Seeing "Mi manchi" would therefore produce the mental response "You are lacking for me" (I'm assuming, of course, a student who knows enough syntax to recognise a dative from an accusative).
From "you are lacking for me" to "I miss you" is - or ought to be - but a step. Even better it is a step that need never be taken. The student might even begin to be able to *think* in the target language.
The same rule applies to "piacere". It does NOT mean to "like" - at least not in modern English - but "to be pleasing"
A student for whom "Ice-cream is pleasing to me"(Mi piace il gelato) does not mean mentally (preferably without 'idiomatizzation') "I like ice-cream", should take up some other hobby.
Get the central meaning of a foreign word right and then let your native language take the strain and your imagination do the rest.
It works  - with a little regular practice.
I don't know if all this means anything to anyone else but for me it works a treat!
Best wishes
Virgilio


----------



## lsp

We usually (dare I say, always?) hear English speakers say how difficult this "inverted" construction of _mancare_ and _piacere_ is. Rarely do I see/hear Italians make the same comment about _miss_ and _like_. Is it easier to grasp in the other direction, I wonder?


----------



## virgilio

lsp,
    Don't know how it is your side of the pond but it is fairly apparent to me that the current Italian schooling system has higher aspirations for its pupils than the British one.
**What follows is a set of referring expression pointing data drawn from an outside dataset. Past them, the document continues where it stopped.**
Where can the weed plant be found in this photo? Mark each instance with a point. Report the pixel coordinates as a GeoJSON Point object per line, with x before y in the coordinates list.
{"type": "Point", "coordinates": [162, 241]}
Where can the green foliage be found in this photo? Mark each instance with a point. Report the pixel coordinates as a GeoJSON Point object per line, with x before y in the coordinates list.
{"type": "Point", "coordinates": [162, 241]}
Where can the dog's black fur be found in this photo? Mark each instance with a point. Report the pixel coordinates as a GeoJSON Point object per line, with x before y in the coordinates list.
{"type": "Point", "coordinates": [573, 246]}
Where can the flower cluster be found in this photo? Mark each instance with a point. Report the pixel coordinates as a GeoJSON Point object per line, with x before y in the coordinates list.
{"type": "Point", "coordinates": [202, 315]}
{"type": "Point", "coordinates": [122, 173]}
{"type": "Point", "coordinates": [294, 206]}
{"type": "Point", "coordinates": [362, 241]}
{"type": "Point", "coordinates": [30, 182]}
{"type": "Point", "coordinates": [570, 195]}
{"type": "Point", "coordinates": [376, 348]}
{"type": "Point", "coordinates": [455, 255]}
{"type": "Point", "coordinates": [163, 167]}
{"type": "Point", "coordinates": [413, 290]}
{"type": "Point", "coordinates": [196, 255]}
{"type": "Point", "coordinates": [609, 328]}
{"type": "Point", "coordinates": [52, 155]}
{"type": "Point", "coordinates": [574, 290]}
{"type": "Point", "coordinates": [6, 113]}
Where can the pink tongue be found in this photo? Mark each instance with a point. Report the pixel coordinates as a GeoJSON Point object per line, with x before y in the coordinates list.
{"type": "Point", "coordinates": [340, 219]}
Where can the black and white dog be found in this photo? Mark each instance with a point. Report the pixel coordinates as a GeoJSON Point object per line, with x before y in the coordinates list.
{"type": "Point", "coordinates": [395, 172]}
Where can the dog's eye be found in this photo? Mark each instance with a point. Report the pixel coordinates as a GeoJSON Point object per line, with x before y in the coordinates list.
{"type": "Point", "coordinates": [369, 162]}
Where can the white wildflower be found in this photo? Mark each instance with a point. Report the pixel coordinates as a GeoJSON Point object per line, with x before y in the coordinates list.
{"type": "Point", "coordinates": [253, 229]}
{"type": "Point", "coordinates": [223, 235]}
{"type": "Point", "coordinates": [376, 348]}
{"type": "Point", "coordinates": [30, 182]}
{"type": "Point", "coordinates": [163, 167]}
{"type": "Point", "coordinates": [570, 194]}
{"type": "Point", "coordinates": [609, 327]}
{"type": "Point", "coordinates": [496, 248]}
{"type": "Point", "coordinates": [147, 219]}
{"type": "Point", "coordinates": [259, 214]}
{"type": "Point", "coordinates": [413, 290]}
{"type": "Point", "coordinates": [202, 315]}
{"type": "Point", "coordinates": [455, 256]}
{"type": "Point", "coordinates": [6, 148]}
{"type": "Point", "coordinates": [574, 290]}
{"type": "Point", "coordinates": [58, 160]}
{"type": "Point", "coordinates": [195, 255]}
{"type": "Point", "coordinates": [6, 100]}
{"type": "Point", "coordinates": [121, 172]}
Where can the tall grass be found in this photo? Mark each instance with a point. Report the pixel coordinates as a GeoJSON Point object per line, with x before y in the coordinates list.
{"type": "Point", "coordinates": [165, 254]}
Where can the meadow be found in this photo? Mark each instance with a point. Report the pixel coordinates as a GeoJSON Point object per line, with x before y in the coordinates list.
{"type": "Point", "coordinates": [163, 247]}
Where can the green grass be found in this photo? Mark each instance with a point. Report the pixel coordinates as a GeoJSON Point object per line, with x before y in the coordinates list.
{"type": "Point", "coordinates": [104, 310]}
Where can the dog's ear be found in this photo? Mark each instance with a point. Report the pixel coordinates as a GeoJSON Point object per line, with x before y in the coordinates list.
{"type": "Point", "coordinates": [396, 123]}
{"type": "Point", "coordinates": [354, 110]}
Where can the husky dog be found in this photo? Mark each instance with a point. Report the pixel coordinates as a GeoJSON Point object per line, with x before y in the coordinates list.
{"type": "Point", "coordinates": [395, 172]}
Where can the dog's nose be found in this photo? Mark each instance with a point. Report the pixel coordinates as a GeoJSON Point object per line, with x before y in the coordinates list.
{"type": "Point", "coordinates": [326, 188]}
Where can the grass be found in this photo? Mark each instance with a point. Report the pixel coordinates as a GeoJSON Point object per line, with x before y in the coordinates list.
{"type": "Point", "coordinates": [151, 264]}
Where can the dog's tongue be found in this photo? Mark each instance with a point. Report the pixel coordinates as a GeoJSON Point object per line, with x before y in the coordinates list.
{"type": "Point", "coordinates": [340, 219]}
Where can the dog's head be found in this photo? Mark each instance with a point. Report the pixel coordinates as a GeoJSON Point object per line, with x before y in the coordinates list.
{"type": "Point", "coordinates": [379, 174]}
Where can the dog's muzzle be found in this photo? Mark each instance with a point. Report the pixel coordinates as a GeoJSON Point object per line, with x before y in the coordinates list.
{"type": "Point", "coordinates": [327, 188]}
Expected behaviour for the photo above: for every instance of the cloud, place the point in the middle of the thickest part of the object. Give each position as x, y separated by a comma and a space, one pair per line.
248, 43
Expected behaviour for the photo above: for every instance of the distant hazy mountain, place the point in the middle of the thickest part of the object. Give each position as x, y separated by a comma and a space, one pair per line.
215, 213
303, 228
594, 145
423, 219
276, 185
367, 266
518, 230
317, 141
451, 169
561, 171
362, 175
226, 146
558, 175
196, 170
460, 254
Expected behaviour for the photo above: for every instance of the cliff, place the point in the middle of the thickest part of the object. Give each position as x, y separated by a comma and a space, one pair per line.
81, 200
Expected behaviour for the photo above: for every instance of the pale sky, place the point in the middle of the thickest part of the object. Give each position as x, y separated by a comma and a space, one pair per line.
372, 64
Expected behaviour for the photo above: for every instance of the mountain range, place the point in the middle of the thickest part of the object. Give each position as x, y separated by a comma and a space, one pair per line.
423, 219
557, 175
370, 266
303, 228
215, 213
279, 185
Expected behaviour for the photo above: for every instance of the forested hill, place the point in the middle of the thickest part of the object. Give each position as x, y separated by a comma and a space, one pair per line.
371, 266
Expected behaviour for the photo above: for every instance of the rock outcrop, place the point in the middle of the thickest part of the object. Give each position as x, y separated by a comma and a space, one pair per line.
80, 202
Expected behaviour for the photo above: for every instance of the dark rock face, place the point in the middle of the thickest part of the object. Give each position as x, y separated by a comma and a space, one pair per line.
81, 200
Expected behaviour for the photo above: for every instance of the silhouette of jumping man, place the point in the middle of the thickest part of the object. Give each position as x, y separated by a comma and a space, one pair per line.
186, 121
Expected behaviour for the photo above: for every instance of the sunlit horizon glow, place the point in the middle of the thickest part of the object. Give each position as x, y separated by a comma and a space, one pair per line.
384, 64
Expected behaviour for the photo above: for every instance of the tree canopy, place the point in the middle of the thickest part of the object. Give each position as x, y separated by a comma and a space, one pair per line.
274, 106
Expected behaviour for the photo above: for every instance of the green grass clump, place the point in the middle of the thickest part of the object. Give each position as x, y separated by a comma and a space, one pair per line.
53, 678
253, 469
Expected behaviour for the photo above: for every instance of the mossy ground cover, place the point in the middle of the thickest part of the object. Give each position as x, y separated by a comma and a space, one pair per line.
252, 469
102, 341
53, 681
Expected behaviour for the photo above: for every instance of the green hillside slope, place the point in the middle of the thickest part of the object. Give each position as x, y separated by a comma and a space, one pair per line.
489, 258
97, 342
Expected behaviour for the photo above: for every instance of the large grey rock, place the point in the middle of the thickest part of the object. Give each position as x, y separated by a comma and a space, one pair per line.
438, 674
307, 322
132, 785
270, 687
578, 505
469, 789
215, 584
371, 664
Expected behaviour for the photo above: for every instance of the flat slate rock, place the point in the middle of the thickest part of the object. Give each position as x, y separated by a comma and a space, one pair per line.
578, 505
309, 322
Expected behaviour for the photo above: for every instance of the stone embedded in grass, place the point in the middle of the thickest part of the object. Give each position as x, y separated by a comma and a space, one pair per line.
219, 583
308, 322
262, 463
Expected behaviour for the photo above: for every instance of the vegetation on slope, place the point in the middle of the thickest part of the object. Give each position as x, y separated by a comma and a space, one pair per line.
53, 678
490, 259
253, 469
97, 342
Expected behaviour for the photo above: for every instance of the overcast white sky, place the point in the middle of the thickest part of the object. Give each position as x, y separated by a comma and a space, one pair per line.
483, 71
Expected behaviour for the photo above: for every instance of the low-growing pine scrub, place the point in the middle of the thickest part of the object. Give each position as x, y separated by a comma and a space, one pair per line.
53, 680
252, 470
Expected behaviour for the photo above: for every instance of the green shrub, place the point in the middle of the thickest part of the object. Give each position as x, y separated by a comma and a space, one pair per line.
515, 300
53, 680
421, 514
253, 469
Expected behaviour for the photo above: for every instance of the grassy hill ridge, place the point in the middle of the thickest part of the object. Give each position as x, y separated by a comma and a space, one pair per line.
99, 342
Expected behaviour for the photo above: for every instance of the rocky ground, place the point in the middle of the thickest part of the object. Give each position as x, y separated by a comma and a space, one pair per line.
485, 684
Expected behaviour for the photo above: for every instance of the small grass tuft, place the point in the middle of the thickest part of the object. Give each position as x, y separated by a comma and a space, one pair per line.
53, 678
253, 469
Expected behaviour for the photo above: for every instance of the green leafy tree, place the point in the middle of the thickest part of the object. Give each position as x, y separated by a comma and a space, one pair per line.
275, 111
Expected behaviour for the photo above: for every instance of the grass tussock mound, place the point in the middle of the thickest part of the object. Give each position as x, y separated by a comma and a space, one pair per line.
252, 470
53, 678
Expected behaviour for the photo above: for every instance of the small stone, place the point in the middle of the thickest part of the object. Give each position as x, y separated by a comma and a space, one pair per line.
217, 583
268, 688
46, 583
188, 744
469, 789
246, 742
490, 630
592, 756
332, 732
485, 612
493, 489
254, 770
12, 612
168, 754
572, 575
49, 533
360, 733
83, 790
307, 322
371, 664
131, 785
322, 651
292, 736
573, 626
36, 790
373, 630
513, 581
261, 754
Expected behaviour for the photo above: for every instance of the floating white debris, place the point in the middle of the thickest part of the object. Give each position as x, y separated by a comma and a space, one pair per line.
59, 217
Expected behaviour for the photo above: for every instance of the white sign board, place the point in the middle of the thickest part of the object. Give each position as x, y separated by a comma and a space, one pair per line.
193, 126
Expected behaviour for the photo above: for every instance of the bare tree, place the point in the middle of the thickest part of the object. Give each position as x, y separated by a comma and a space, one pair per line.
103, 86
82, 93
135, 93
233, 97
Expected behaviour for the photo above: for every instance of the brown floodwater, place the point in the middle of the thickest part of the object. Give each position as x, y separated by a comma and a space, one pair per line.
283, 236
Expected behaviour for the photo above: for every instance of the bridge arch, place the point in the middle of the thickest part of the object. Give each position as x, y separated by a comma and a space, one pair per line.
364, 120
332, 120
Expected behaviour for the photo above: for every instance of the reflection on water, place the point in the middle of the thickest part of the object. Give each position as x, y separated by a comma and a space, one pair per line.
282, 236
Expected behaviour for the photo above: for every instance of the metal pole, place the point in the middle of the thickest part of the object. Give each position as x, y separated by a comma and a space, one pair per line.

Naturally those aspirations are no doubt often left unfulfilled but, you know the old saying "If you aim at the moon, you'll hit the tree". But what if you only aim at the tree?.
I dare say it will change.
Virgilio


----------



## emanuela77

venice said:


> I've never heard 'Li manco'.
> You can say:
> mi manchi = I miss you
> mi mancate= I miss you (guys)
> lei mi manca molto = I miss her a lot
> ti manco = you miss me
> ti manco? = do you miss me?
> And so on..
> Ciao


 
Actually...to be more precise I could have a kind of translation for "li manco":
if you are missing something or someone but not emotionally but materially...like you are playing a game and try throwing something to someone (or you want to kill someone)...well if you miss them...'li hai mancati' (past)!!
 BYE!


----------